Der Bundestag hat der 100-Milliarden-Hilfe für Spaniens Banken aus dem Euro-Rettungsschirm EFSF zugestimmt. Für den Antrag votierten 473 der 583 anwesenden Abgeordneten. Es gab 97 Gegenstimmen und 13 Enthaltungen. Das Programm für Spanien soll über 18 Monate laufen und umfasst bis zu 100 Milliarden Euro. Deutschland haftet für bis zu 29 Milliarden Euro.

In einer Regierungserklärung zu der Hilfe hatte Bundesfinanzminister Wolfgang Schäuble ( CDU ) zuvor nachdrücklich für das Hilfspaket geworben. Schon der Anschein, dass die Zahlungsfähigkeit des spanischen Staates in Gefahr sei, könne zu gravierenden Ansteckungseffekten im Euro-Raum führen, sagte Schäuble in einer Regierungserklärung. Die Probleme Spaniens seien deshalb ein Problem für die Finanzstabilität der gesamten Euro-Zone.

"Heute geht es darum, Spanien für die Lösung seiner Bankenprobleme die nötige Zeit zu verschaffen", sagte Schäuble. Das Land sei derzeit nicht in der Lage, die aus den Verwerfungen im Immobiliensektor entstandenen Probleme im Bankensektor selbstständig zu lösen, deshalb bestehe die Gefahr der Zahlungsunfähigkeit des spanischen Staates. Die Restrukturierung des Bankensektors sei wichtig, um den Finanzmarktzugang Spaniens zu annehmbaren Konditionen zu sichern.

Für die Banken sollen Kredite von bis zu 100 Milliarden Euro aus dem vorläufigen Rettungsschirm EFSF bereitgestellt werden. Der Bundesfinanzminister wies darauf hin, dass der spanische Staat für die Krisenhilfe der Euro-Länder hafte, es also keine direkte Hilfe des Rettungsfonds für die Banken sei. "Spanien stellt den Antrag, Spanien bekommt das Geld und Spanien haftet als Staat für die Hilfen aus dem EFSF", sagte er. Das gelte auch in Zukunft für den dauerhaften Rettungsfonds ESM .

Hilfe in "Ausnahmesituation"

Schäuble sprach von einer "Ausnahmesituation", in der geholfen werden müsse. Bei einer Arbeitslosigkeit von mehr als 20 Prozent und einer Jungendarbeitslosigkeit von über 50 Prozent müsse es vorrangiges Ziel sein, dass Spanien rasch seine Probleme löse. Es gelte, den Teufelskreis zwischen Staats- und Bankenrisiken zu durchbrechen und Ansteckungsgefahren zu vermeiden.
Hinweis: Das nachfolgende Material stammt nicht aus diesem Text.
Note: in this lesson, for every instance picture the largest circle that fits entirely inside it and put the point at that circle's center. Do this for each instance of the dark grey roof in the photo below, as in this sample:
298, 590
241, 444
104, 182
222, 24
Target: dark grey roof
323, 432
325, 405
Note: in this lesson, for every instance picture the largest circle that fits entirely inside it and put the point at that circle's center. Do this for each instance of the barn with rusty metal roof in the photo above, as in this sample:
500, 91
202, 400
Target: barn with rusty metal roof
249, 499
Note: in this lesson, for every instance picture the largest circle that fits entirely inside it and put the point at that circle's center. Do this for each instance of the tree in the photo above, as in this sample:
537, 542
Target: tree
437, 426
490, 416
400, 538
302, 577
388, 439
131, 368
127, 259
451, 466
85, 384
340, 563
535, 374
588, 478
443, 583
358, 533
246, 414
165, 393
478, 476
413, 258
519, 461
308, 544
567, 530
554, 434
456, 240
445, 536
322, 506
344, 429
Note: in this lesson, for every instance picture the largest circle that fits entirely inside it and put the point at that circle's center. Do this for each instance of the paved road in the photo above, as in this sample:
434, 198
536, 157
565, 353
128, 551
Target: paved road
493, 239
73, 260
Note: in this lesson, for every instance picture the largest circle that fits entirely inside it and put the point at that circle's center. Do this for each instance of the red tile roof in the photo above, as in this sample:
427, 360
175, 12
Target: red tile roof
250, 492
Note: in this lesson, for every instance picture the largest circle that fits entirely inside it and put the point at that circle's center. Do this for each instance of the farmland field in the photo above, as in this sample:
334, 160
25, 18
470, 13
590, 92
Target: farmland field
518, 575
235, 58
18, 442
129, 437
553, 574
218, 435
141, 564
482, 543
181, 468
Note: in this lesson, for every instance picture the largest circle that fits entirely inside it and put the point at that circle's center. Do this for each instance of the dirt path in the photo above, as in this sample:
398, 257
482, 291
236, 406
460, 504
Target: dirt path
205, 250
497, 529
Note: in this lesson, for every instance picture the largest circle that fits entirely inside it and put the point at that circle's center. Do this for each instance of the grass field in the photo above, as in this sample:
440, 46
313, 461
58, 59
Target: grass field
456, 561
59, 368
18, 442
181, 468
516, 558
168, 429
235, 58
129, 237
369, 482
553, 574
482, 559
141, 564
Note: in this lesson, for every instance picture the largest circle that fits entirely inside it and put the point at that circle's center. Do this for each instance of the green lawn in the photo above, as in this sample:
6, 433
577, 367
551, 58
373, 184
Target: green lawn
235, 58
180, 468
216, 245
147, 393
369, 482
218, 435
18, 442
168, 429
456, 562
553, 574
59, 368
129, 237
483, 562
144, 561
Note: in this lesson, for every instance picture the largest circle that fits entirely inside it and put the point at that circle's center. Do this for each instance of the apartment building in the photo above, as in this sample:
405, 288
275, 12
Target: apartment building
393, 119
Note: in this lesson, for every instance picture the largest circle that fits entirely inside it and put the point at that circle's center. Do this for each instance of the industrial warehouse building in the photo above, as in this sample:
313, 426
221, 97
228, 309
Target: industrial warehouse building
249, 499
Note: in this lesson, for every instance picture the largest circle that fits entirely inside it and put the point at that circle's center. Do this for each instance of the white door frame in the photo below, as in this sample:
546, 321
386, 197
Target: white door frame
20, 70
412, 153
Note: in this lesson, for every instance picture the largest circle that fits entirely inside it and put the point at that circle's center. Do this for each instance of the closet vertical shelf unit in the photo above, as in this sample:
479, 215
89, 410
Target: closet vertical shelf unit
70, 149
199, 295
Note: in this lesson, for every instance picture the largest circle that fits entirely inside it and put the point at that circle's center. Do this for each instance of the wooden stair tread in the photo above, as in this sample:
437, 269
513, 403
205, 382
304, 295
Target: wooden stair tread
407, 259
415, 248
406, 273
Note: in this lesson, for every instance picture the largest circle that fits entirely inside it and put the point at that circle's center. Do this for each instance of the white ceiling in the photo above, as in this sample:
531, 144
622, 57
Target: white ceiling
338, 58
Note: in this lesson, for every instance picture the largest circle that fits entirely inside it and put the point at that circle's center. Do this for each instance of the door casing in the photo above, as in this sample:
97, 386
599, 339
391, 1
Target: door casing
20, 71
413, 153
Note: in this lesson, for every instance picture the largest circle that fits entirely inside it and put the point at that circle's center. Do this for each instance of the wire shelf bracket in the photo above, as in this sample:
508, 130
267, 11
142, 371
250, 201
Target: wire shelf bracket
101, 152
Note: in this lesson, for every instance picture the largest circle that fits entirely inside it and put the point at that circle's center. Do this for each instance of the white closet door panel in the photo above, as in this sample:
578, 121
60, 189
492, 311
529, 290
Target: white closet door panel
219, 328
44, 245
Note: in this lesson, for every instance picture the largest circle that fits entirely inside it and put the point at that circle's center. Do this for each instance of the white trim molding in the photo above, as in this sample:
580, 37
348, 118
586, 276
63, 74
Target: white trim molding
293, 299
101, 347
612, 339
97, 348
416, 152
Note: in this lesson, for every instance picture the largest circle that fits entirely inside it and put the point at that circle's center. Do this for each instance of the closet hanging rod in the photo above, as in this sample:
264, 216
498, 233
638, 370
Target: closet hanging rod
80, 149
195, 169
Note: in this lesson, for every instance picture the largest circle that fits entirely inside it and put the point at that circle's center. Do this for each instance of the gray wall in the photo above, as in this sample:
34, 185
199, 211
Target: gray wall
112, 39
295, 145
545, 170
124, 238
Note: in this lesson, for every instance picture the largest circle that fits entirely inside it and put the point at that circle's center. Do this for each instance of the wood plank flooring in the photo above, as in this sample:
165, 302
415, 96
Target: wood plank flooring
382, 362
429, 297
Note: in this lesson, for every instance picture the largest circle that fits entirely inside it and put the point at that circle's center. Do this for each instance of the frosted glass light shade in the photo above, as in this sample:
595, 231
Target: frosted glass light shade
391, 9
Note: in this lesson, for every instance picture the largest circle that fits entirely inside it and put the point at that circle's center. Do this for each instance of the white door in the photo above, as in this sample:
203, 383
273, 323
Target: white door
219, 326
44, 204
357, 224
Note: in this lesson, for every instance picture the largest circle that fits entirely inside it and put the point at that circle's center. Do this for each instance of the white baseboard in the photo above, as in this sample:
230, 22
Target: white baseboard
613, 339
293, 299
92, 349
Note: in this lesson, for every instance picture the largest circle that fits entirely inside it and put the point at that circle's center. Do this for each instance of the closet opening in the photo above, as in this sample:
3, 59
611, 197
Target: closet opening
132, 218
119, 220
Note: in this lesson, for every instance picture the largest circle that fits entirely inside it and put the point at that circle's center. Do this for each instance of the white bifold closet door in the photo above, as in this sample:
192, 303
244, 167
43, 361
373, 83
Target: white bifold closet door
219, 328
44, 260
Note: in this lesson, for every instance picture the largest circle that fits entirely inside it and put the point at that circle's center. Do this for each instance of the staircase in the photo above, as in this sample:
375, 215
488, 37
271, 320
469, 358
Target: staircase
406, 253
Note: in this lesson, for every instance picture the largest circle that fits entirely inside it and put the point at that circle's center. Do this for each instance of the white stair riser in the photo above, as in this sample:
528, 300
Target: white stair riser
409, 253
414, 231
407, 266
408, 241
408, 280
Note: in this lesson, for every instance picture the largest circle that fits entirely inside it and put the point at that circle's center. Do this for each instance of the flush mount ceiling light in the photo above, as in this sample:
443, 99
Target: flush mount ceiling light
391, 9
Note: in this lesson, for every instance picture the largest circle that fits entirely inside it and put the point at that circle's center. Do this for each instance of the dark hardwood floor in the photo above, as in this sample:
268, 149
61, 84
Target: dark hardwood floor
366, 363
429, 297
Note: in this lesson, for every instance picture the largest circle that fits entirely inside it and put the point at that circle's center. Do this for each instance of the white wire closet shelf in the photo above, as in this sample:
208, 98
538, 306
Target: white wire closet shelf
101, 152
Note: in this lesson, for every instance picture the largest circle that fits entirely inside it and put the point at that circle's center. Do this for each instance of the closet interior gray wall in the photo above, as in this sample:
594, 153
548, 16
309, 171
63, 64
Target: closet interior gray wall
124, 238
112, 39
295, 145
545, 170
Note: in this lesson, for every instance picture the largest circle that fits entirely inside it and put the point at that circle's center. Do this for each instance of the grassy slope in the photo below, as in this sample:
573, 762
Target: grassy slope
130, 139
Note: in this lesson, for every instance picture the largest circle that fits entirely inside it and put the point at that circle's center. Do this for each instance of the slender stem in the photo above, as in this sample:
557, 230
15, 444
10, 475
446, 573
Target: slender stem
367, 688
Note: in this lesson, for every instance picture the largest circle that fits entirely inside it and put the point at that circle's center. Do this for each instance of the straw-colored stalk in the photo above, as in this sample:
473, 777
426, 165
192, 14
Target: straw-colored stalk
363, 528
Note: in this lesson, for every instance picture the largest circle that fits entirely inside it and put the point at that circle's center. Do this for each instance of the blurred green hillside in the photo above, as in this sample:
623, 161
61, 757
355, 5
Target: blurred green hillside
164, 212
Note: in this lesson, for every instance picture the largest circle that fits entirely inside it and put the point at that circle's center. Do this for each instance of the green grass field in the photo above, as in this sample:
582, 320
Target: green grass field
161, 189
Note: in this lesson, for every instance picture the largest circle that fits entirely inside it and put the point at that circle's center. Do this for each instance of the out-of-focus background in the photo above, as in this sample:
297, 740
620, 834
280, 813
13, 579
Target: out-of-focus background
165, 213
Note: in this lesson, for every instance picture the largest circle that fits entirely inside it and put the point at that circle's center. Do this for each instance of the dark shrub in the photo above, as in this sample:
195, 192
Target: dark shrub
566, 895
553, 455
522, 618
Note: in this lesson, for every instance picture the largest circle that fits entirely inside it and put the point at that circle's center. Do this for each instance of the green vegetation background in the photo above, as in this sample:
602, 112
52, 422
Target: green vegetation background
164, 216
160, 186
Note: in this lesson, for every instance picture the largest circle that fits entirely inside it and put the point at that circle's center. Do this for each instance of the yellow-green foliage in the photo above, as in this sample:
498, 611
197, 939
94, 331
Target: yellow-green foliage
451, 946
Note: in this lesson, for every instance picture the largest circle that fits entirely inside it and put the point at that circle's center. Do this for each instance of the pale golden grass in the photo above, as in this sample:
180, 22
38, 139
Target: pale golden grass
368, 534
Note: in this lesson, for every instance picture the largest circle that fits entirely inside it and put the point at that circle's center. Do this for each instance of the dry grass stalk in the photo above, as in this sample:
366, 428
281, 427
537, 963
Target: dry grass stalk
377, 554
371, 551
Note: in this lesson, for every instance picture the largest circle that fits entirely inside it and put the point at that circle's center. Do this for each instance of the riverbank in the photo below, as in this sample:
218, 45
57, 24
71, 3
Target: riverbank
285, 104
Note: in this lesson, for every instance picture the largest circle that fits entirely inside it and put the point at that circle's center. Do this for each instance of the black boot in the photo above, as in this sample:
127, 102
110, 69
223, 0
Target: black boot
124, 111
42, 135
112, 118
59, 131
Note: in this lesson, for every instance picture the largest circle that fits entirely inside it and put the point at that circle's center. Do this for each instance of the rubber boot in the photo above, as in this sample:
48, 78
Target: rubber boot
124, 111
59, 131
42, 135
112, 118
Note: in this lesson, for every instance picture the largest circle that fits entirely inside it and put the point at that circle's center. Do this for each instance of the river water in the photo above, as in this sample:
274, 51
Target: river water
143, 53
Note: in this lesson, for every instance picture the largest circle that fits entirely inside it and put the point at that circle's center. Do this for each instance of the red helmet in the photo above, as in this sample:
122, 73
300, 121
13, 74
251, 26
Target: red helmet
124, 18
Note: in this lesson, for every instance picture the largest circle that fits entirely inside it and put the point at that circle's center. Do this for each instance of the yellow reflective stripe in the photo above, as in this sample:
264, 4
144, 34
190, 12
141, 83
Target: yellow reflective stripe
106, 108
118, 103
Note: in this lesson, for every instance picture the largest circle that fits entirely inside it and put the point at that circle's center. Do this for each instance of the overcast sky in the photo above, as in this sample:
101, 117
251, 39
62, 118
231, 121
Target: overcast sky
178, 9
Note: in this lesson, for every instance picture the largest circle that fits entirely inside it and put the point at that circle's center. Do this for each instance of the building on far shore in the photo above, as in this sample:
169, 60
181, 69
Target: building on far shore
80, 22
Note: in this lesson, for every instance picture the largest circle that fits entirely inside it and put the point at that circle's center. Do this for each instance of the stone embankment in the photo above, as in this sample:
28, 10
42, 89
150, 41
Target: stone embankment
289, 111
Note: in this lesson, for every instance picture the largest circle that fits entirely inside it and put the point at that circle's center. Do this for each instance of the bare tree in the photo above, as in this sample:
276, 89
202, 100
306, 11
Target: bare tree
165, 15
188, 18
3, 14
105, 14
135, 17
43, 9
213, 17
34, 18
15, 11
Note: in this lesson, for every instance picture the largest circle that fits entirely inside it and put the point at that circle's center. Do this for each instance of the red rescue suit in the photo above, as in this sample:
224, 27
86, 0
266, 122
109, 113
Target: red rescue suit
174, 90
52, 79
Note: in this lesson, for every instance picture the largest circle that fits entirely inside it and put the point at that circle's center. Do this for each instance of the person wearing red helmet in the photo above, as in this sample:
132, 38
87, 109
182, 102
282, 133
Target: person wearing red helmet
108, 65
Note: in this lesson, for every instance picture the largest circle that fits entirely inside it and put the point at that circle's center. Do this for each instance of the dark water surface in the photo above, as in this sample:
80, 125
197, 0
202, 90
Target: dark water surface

Der Finanzminister widersprach dem Eindruck, die Hilfe sei nicht an harte Auflagen geknüpft. So werde für jede Bank von externen Prüfern ein individueller Stresstest gemacht und Banken, die nicht überlebensfähig seien, müssten abgewickelt werden. Und bevor auf staatliche Mittel zurückgegriffen werden könne, müssten die jeweiligen Anteilseigner der Bank einen Beitrag leisten. Außerdem würden bei Hilfszusagen die Managergehälter gedeckelt.

Steinmeier legt Regierung Rücktritt nahe

In einer Antwort auf Schäubles Rede warf SPD-Fraktionschef Frank-Walter Steinmeier der Bundesregierung vor, die verunsicherte Bevölkerung über ihren Kurs immer wieder zu täuschen. Seit Monaten würden von der Regierung vorher bekräftigte rote Linien bei der Euro-Rettung in immer kürzeren Abständen überschritten, sagte er. "Wer sich immer mehr von der Realität entfernt, dem glauben irgendwann die Menschen nicht mehr."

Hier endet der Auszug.